Researchers have uncovered an interaction between proteins that may offer a target for the treatment of the most common form of brain cancer.
In a study recently published online in the journal Cancer Research, a novel interaction was found between the AEG-1 and Akt2 genes that regulate the malignant characteristics of glioblastoma multiforme (GBM).

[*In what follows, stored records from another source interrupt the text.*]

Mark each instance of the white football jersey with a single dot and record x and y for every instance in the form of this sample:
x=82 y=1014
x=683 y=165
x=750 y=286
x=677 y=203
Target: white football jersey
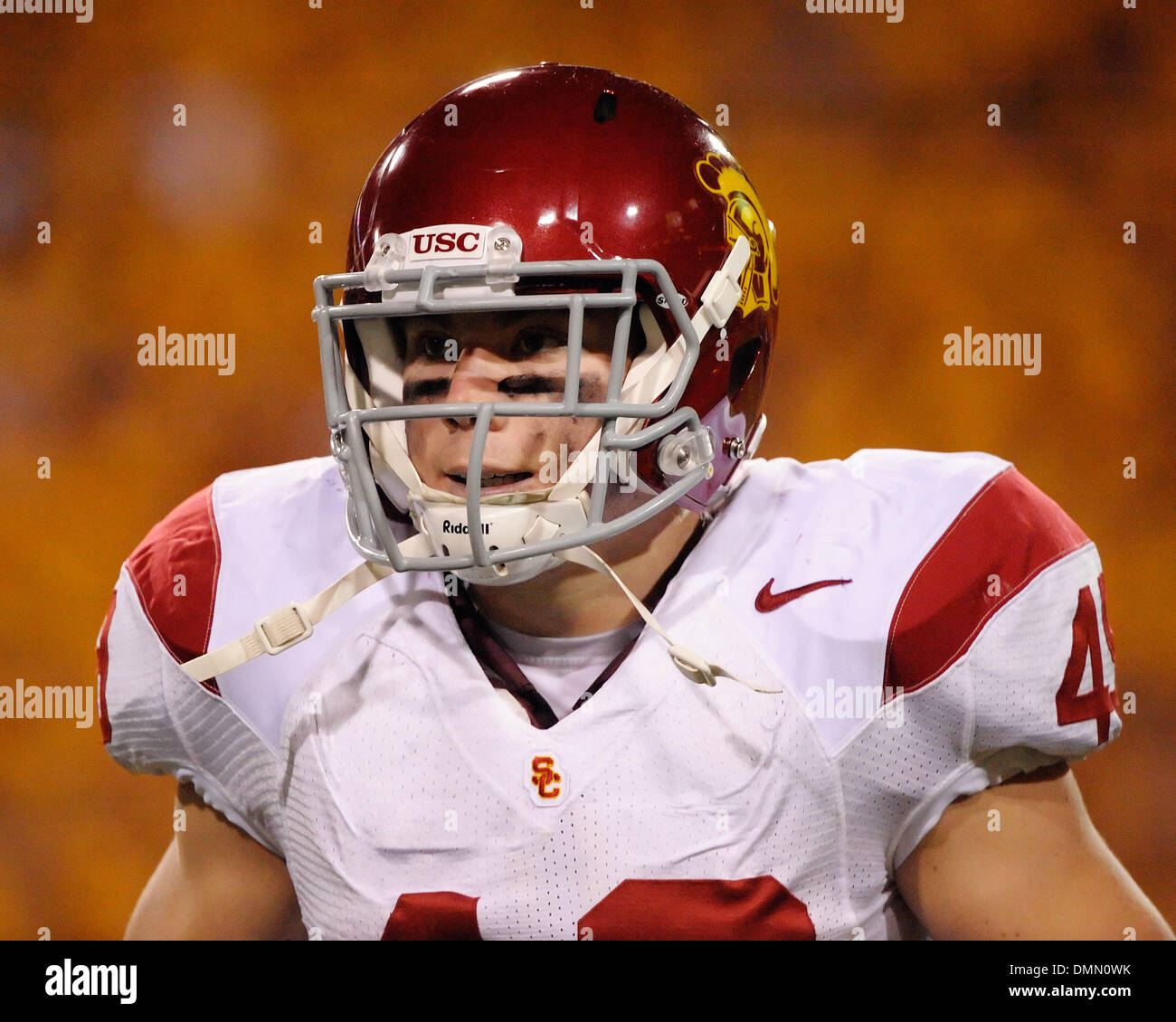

The AEG-1 gene was previously discovered to be overexpressed in the vast majority of cancers, while the Akt2 gene is overexpressed in several additional types of cancer.
The current study was able to demonstrate a positive feedback loop between the proteins expressed by the 2 genes that promote the growth and survival of GBM.
"This is the first time that this specific protein-protein signaling complex has been identified in GBM, and it gives us a new potential target for drug development," lead author Paul B. Fisher, MPh, PhD said in a press release. "If we can develop drugs that disrupt the interaction between these two proteins, we could potentially combine them with conventional therapies to more effectively treat malignant gliomas."
The researchers found interaction between the AEG-1 and Akt2 proteins to be crucial for further Akt2 signaling, which regulates tumor cell survival, proliferation, and invasion, the study noted. In an analysis of patient tissue samples, the results showed AEG-1 and Akt2 expression correlates with GBM progression and diminished patient survival.
The researchers were able to disrupt AEG-1 and Akt2 interaction through a process called competitive binding during preclinical experiments. The experiments revealed a decrease in GBM cell survival and invasion as a result of the competitive binding process.
A significant increase in survival was subsequently found after the process was combined with AEG-1 silencing in mouse models of human GBM.
"In this study we mapped the interacting regions in both genes in order to begin the process of developing drugs that can fill in these spaces and block the genes from binding," Dr. Fisher said. "If successful, these new treatments could also be applicable to a variety of additional cancers in which both genes are overexpressed."